IMPORTANT: For this sink to work correctly, the include_block_cbor
option should be enabled in the source sink configuration (see mapper options).
Naming Convention
S3 Buckets allow the user to query by object prefix. It's important to use a naming convention that is compatible with the types of filters that the consumer intends to use. This sink provides the following options:
Hash
: formats the key using"{hash}"
SlotHash
: formats the key using"{slot}.{hash}"
BlockHash
: formats the key using"{block_num}.{hash}"
EpochHash
: formats the key using"{epoch}.{hash}"
EpochSlotHash
: formats the key using"{epoch}.{slot}.{hash}"
EpochBlockHash
: formats the key using"{epoch}.{block_num}.{hash}"
Content Encoding
The sink provides two options for encoding the content of the object:
Cbor
: the S3 object will contain the raw, unmodified CBOR value in binary format. The content type of the object in this case will be "application/cbor".CborHex
: the S3 object will contain the CBOR payload of the block encoded as a hex string. The content type of the object in this case will be "text/plain".
Metadata
The sink uses the data from the block event to populate metadata fields of the S3 object for easier identification of the block once persisted:
era
issuer_vkey
tx_count
slot
hash
number
previous_hash
Please note that S3 doesn't allow filtering by metadata. For efficient filter, the only option available is to use the prefix of the key.
AWS Credentials
The sink needs valid AWS credentials to interact with the cloud service. The majority of the SDKs and libraries that interact with AWS follow the same approach to access these credentials from a chain of possible providers:
- Credentials stored as the environment variables AWS_ACCESS_KEY_ID and AWS_SECRET_ACCESS_KEY.

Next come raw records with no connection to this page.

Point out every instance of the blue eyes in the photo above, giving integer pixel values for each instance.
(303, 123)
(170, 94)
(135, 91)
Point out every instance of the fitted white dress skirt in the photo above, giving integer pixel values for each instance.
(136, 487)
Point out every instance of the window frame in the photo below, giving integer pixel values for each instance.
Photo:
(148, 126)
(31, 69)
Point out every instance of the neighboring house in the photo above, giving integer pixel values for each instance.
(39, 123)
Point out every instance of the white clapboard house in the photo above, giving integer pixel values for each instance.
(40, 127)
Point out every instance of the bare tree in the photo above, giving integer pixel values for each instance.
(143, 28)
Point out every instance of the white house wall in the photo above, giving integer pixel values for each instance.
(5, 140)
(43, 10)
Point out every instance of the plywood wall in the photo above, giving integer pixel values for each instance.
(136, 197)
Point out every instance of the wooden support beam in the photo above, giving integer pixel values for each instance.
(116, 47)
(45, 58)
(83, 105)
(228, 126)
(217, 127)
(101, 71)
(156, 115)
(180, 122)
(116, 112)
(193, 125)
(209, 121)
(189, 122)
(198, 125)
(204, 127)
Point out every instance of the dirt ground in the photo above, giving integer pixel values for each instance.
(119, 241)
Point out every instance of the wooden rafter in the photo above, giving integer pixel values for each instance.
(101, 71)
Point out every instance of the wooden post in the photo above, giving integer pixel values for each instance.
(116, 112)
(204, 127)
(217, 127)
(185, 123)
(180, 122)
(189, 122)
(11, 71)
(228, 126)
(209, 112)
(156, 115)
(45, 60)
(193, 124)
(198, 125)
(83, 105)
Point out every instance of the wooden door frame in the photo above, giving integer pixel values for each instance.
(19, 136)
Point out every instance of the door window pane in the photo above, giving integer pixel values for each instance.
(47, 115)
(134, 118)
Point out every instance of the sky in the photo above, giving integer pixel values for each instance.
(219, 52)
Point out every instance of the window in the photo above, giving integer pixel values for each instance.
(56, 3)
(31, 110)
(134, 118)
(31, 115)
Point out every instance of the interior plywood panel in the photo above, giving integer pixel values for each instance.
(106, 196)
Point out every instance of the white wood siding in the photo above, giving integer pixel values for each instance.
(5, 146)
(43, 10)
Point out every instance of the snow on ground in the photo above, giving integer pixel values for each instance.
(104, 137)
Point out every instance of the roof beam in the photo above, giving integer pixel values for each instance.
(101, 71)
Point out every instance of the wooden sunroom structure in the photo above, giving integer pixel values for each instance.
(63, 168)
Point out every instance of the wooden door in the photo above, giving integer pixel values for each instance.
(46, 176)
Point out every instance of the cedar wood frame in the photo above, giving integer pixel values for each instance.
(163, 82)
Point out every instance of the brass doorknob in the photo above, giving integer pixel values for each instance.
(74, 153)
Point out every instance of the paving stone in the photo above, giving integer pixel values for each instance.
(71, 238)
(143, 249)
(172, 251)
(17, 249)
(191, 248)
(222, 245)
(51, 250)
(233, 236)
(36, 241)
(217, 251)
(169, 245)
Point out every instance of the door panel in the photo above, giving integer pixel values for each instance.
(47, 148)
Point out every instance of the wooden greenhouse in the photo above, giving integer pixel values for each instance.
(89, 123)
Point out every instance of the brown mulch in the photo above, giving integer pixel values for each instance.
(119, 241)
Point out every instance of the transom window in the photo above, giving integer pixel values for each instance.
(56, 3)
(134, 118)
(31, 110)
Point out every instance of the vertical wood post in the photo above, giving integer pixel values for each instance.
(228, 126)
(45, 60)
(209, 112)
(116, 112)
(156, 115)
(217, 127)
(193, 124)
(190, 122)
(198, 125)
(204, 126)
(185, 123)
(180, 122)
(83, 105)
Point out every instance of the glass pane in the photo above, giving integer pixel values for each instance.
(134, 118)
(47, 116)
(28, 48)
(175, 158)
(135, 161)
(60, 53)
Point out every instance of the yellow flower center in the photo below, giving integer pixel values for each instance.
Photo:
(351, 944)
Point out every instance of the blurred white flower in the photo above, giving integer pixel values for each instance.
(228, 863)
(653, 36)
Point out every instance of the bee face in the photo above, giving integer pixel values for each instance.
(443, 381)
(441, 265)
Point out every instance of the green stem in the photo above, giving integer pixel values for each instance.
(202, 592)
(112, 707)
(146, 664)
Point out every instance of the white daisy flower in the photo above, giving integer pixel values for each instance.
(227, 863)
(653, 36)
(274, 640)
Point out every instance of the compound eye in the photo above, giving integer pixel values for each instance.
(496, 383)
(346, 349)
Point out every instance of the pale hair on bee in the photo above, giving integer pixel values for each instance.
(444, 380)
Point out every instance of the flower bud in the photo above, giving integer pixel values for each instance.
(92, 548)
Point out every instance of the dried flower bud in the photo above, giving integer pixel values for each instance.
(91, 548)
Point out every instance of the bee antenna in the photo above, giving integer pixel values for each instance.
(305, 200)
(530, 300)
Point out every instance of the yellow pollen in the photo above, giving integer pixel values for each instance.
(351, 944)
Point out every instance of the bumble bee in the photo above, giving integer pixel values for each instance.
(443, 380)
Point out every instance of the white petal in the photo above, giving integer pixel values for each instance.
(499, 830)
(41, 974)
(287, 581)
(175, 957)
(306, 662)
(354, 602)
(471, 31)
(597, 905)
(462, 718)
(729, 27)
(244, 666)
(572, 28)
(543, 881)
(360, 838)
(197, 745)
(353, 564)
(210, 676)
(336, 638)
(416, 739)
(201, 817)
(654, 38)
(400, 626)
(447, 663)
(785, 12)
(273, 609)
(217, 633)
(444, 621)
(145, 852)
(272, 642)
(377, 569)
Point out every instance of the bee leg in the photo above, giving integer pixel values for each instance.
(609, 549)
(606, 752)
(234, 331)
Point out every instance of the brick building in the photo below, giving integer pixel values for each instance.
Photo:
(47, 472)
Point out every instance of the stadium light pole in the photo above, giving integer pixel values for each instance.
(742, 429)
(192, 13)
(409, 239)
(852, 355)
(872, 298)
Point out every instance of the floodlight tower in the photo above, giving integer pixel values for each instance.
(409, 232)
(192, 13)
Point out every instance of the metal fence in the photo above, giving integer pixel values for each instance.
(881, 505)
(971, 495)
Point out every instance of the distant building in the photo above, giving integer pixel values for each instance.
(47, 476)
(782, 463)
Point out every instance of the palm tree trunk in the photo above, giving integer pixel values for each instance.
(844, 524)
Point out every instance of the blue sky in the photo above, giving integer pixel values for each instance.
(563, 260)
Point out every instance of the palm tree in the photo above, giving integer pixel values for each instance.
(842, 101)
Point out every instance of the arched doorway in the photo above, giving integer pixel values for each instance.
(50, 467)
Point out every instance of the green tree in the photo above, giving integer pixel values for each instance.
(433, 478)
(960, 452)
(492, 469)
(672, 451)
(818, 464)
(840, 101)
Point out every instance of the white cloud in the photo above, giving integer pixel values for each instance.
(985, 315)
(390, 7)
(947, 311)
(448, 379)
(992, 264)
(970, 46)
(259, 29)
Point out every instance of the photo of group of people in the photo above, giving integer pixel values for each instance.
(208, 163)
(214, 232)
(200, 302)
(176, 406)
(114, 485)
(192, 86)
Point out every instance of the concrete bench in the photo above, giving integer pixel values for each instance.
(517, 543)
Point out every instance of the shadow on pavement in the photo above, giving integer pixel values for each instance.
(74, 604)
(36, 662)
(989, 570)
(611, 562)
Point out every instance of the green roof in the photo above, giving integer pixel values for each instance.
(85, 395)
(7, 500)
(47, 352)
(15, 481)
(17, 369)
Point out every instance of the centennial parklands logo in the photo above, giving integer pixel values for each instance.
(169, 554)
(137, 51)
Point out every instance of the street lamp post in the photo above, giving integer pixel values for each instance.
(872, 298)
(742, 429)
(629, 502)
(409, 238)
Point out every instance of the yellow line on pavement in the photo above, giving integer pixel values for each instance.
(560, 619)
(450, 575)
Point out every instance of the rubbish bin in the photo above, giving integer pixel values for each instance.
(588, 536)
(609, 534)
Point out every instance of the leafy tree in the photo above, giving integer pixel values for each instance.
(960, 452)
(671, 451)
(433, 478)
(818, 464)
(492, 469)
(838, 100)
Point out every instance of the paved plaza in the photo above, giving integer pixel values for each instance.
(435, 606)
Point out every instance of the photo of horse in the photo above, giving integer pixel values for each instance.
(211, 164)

- A Web Identity Token credentials from the environment or container (including EKS)
- ECS credentials (IAM roles for tasks)
- As entries in the credentials file in the .aws directory in your home directory (~/.aws/)
- From the EC2 Instance Metadata Service (IAM Roles attached to an instance)
Oura, by mean of the Rust AWS SDK lib, will honor the above chain of providers. Use any of the above that fits your particular scenario. Please refer to AWS' documentation for more detail.